Acesso em 28.jun.2022.
A revista Dados, publicação acadêmica editada pelo
Instituto de Pesquisas e Estudos Sociais (Ipesp-Uerj), resgata na edição 56, a
polêmica de 2010, em torno das obras infantis do escritor Monteiro Lobato.
Artigo assinado pelos professores João Feres Júnior, Leonardo Fernandes
Nascimento e Zena Winona Eisenberg não deixa dúvidas: os contos escritos por
ele disseminam preconceito. Lobato, um influente autor brasileiro do século 20,
era racista de perigosa influência nos bancos escolares, consumido com avidez pelas
crianças. (...) Vetar a publicação? Nunca. Os pais têm o direito de comprar as
obras do autor e, com elas, presentear os filhos. Pelo aniversário ou por
qualquer outra razão. Mas o poder público não pode propagar a visão racista de
Monteiro Lobato.
O ministro Luiz Fux, do Supremo Tribunal Federal
(STF), negou pedido de liminar para suspender a distribuição, em escolas
públicas, do livro Caçadas de Pedrinho, de Monteiro Lobato, obra publicada em
1933. O ministro rejeitou pedido do Instituto de Advocacia Racial (Iara), por
entender que não cabe ao Supremo julgar mandado de segurança contra ato do
Ministério da Educação (MEC). O instituto alegou que a publicação apresenta
conteúdo racista. O caso começou a tramitar no Supremo em 2011. Uma audiência
de conciliação chegou a ser feita pelo ministro, mas não houve consenso entre o
MEC e o instituto. Em 2010, o Conselho Nacional de Educação (CNE) determinou
que uma obra Caçadas de Pedrinho não fosse mais distribuída às escolas
públicas, por considerar que ela realmente apresentava o conteúdo racista. Em
seguida, o MEC recomendou que o CNE reconsiderasse uma determinação. O conselho
decidiu, então, anular o veto. Em decisão recente, o ministro Toffoli
determinou que os autos recebidos ao STJ para julgamento. Fala-se hoje na
reedição da obra “A Menina do Narizinho Arrebitado” pela bisneta do autor. Não
se nega a importância da obra de Monteiro Lobato, que perpassa várias gerações.

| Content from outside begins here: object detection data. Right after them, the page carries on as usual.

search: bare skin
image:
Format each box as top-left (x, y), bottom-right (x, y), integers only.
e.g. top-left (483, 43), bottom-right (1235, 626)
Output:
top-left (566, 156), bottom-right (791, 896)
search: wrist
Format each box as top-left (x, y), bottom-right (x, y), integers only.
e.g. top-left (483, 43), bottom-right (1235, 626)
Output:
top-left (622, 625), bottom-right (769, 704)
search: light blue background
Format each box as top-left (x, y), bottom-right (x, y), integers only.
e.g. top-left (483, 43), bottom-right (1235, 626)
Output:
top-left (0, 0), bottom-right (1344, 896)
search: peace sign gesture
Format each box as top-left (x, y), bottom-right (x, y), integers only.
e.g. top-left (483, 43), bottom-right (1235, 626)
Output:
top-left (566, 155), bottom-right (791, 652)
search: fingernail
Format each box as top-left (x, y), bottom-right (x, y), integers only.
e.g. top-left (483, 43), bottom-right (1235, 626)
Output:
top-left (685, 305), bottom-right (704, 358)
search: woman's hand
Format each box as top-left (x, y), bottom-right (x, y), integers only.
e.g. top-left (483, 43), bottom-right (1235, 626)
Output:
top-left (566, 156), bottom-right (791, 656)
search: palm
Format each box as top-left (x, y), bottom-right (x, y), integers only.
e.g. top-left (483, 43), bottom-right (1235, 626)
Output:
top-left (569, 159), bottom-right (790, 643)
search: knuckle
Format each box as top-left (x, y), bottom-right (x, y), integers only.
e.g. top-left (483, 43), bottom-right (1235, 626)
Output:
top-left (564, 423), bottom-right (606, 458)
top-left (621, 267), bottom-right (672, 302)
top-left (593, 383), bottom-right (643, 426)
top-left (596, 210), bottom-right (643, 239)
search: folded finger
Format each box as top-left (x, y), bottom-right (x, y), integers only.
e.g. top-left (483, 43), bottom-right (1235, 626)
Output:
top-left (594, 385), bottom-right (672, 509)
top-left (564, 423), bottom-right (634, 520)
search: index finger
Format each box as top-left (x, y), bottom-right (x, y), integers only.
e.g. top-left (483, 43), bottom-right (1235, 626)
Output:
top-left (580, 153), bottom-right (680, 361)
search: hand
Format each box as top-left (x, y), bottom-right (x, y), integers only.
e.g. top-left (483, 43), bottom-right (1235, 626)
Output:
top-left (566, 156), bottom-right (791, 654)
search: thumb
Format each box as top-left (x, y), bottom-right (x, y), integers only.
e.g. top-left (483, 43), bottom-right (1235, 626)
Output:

Uma revisão de Cleo Monteiro Lobato alterar ou suprimir “passagens
problemáticas”, como a que se referia a Tia Nastácia como “negra de estimação”.
(...)
Será importante fazer essa censura em trechos
considerados racistas numa obra? O exercício é fútil. A literatura tem, entre
suas funções, a de documento histórico de uma época e do pensamento de seu
autor. (...) Não se pode destruir um legado intelectual. Se assim fosse
estaríamos, no Brasil, a destruir, de forma bárbara, músicas como “O seu cabelo
não nega”, dentre outras, de Lamartine Babo. Então não vou ler uma obra de
Heideger porque ele admirava ideias nazistas? Ora, isso é bestial. Não se pode
analisar o passado com olhar do presente.
PROPOSTA DE REDAÇÃO: A partir do material de
apoio e com base nos conhecimentos construídos ao longo de sua formação, redija
um texto dissertativo-argumentativo, em norma padrão da língua portuguesa, sobre
o tema: “A literatura de Monteiro Lobato em xeque: racista ou representativa de
uma época?” Apresente proposta de intervenção social que respeite os direitos
humanos. Selecione, organize e relacione, de maneira coerente e coesa,
argumentos e fatos para defesa de seu ponto de vista.